Fast-forward several years. I was in college and my friend Mary was in a terrible car accident and I prayed and prayed, please God, please, please, please, make her be okay. But she wasn’t. And I shut my eyes again and I said to God; “I’m so disappointed in you.”
But of course that disappointment was so much deeper. I was older, wiser; I understood that we lived in a broken world and that sometimes bad things happen. I knew in my head that it was not God’s fault but my heart was so sad. I had hoped that Mary – bright, loud, cheerful Mary, might live. And now it felt like I was living in a world that was only full of sorrow and sadness, like there was no longer any color or brightness to be seen.

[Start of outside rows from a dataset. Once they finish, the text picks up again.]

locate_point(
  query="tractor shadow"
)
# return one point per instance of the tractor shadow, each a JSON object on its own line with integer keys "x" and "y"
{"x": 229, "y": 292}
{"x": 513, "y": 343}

I remember driving to Mary’s funeral with a friend. We had to drive from college to her hometown and we ended up being a little bit late to the service. We had to sit upstairs in the balcony. I remember walking up those stairs thinking that this was going to be awful. But as I rounded the corner from the stairs to the place where I could see the front of the church, the singing started. It was the chorus of a song we used to sing at camp; alleluia, alleluia, alleluia. I walked forward to my seat and looked down at all the people, at the flowers and Mary’s family and the empty cross. The music swelled from the floor and rose up to the rafters of that church, filling the space with song; louder and louder, alleluia, alleluia, alleluia. I could see Mary’s mother singing in the front row. She was smiling, her head up and her eyes fixed on that cross. That empty cross that rose above everything else in the sanctuary. Alleluia, alleluia, alleluia. And in that moment, at that funeral, we celebrated Easter. We celebrated that in spite of death and sorrow and sadness God was present with us and for us. We celebrated because Easter is not just a time for flowers and eggs; we celebrated the resurrection of our Lord, Jesus Christ. We celebrated Jesus’ triumph over sin and death.